Saisie des équipements d'une importante télévision privée

Un micro

L'instance de l'audiovisuel tunisien (Haica) a fait saisir jeudi les équipements de l'une des principales télévisions privées du pays, Nessma TV, qui émet sans licence, malgré les protestations des journalistes à l'extérieur du siège de la chaîne.

"Nessma émet ses programmes depuis 2014 sans licence et après des tentatives multiples pour trouver une solution avec cette chaîne, nous avons appliqué la décision prise depuis le 15 avril de saisir les équipements", a expliqué à l'AFP un des responsables de la Haica, Radhia Saïdi.

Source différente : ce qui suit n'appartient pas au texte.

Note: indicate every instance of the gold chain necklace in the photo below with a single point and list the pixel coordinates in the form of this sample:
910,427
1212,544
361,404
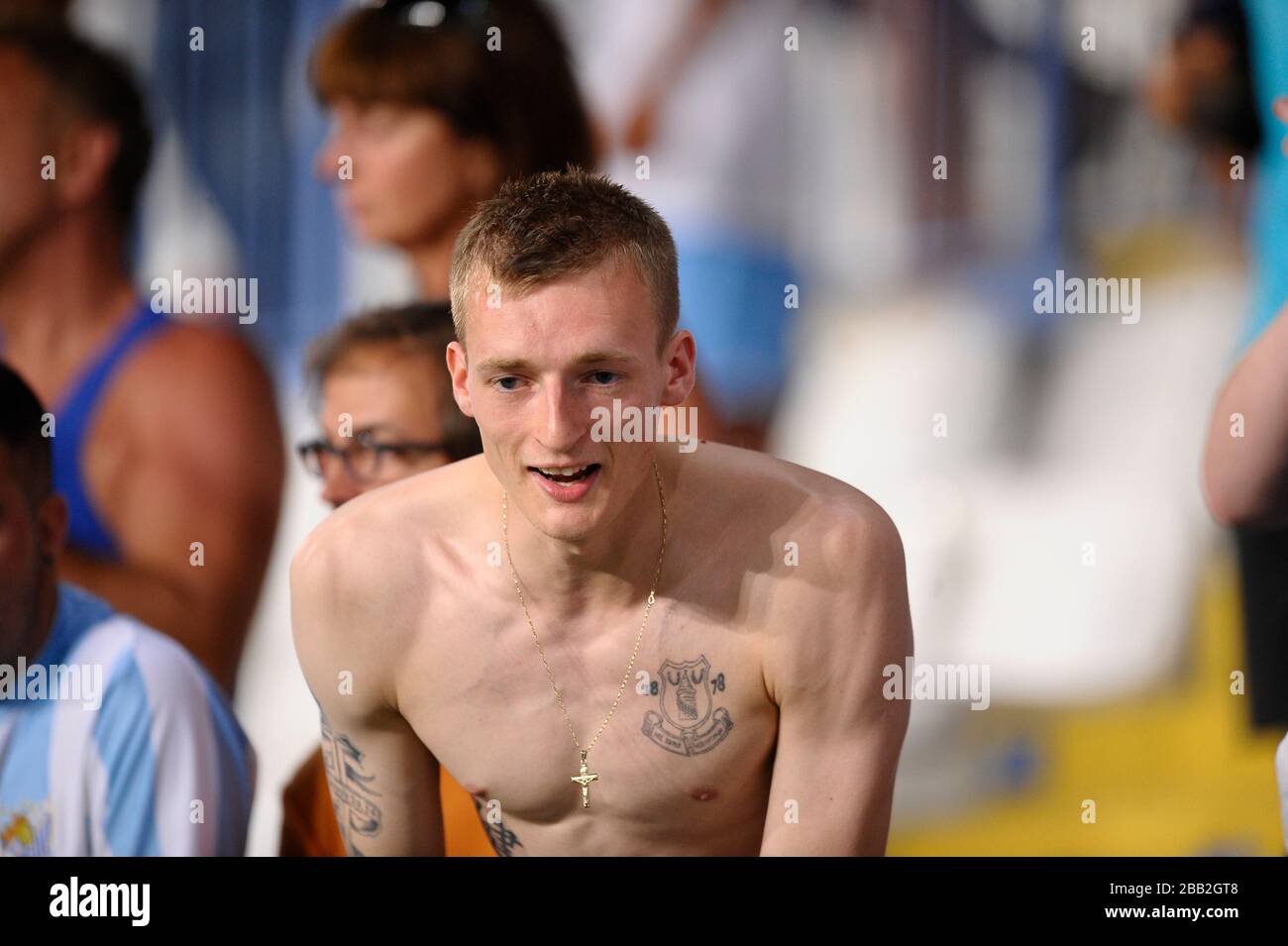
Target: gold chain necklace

"Nous avons tout essayé avec Nessma pour régler sa situation mais malheureusement il y a un refus à appliquer la loi", a indiqué de son côté à la presse le président de l'instance de l'audiovisuel, Nouri Lajmi.

Dans un communiqué, Nessma précise qu'elle a été "surprise de l'introduction dans ses espaces et ses studios d'un nombre important d'agents sécuritaires, et de la saisie de ses équipements sans notification préalable et sans autorisation judiciaire".

"Nessma fait face de nouveau à une injustice historique", a déploré de son côté le patron de la chaîne, Nabil Karoui, sur sa page Facebook.

Des journalistes de Nessma TV ont bloqué un moment une route proche du siège de la chaîne pour protester contre la saisie des équipements qui empêche de fait la télévision de continuer ses programmes, a constaté un photographe de l'AFP.

Dans un communiqué, le Syndicat national des journalistes tunisiens (Snjt) a réitéré "sa position de principe refusant la fermeture de toute institution médiatique" mais a souligné que selon lui, le patron de Nessma TV doit "assumer la responsabilité dans ce qui se passe".

Le syndicat des journalistes estime que ce dernier "n'a fait aucun pas pour régler la situation de cette chaîne" qui a "commis de graves violations".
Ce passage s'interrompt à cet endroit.